Another important aspect that RED completely fails at pulling off is in its action. None of the action sequences except for the CIA HQ infiltration sequence work. The action sequences take place at an airport, a parking lot, a hotel, the estate grounds of a huge house, and CIA HQ in Langley. The sequences are all surprisingly short so you better think twice before you take a pee break during the movie. Robert Schwentke, the director of this movie, clearly lacks experience in shooting action because the majority of the sequences in this film are awfully stale. Its during these moments where you wish a real action director like James Cameron or Paul Greengrass had handled the directing chores of this film. The action completely lacks any kinetic energy or any sense of flow, which is a huge problem given that we’re supposed to be watching an action movie.

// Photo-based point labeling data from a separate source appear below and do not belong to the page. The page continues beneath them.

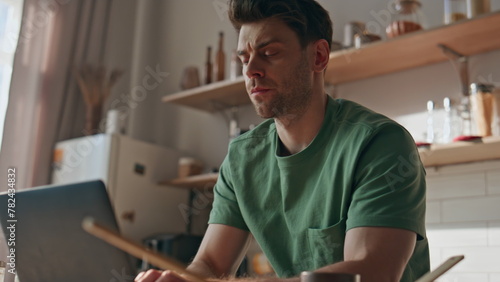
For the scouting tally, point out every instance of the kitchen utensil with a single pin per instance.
(190, 78)
(309, 276)
(137, 250)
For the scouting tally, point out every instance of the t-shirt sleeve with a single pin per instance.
(389, 183)
(225, 208)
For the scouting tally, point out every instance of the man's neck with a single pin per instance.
(297, 132)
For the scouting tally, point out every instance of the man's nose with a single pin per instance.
(254, 69)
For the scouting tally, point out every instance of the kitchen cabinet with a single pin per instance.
(468, 37)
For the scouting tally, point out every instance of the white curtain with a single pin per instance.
(45, 104)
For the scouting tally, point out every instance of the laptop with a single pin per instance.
(50, 242)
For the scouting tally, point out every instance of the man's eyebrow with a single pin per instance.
(260, 46)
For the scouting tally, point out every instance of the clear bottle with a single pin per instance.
(430, 122)
(408, 17)
(450, 125)
(454, 10)
(465, 117)
(208, 66)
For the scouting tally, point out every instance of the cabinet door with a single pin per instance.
(142, 207)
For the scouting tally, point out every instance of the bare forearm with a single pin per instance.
(202, 269)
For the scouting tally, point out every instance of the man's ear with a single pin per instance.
(321, 55)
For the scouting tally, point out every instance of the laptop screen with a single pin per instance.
(50, 244)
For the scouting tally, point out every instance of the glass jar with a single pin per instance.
(483, 106)
(454, 10)
(407, 17)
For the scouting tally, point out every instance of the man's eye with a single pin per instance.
(270, 53)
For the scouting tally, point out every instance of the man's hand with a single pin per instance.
(153, 275)
(219, 255)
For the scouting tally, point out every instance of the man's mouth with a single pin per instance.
(259, 90)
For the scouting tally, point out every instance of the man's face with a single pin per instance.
(277, 70)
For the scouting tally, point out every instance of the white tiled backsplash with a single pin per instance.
(463, 217)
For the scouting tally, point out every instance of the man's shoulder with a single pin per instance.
(264, 130)
(355, 114)
(255, 139)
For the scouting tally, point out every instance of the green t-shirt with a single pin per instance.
(362, 169)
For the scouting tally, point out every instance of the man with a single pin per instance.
(323, 184)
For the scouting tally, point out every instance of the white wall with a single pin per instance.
(463, 217)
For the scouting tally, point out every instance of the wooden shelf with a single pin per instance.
(212, 97)
(437, 155)
(416, 49)
(461, 152)
(202, 181)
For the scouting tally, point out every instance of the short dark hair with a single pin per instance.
(307, 18)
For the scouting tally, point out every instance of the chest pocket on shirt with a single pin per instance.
(327, 244)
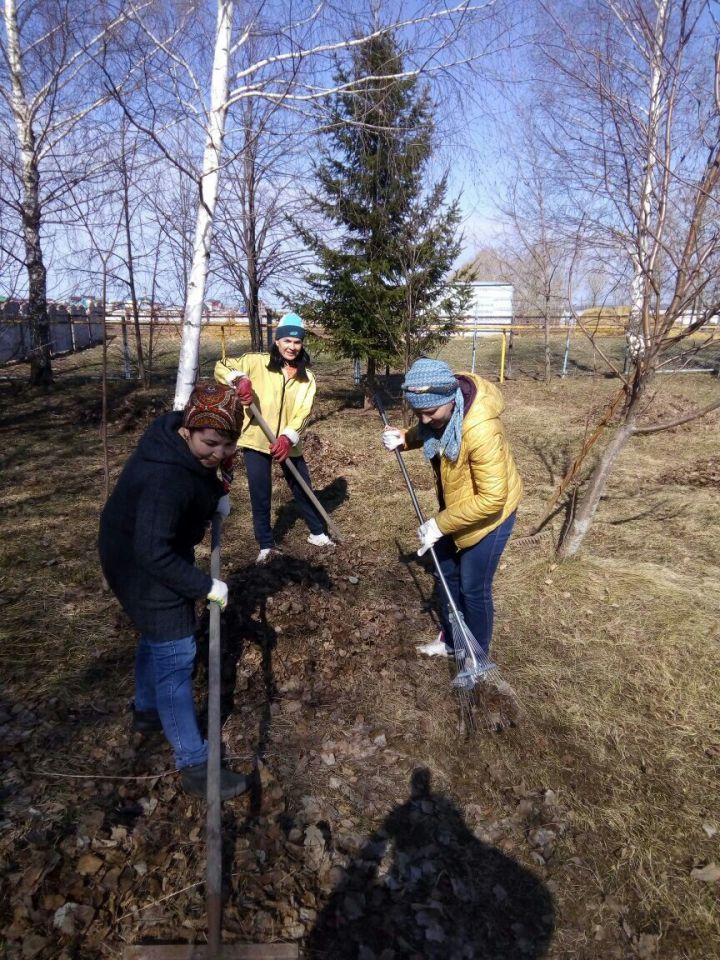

Ultimately, RED is not a bad movie, but its not a good movie either. It limps along before it falls over dead. For a while, the movie delivers and a little spark of hope began to grow in me that I was finally watching a GOOD team mercenary action movie. However, it begins to lose a lot of steam halfway through the movie. The film starts to repeat itself and it becomes hampered by the fact that the villain is sort of a letdown and not very threatening. As I said before, the story tries to be somewhat original, but it doesn’t even get close to succeeding. I kept wondering why the baddies wanted our guys dead and that’s never really answered. In the end, RED is an unremarkable movie that lets its audience and its great crew of actors down. I found myself checking the time A LOT and that’s always a bad sign.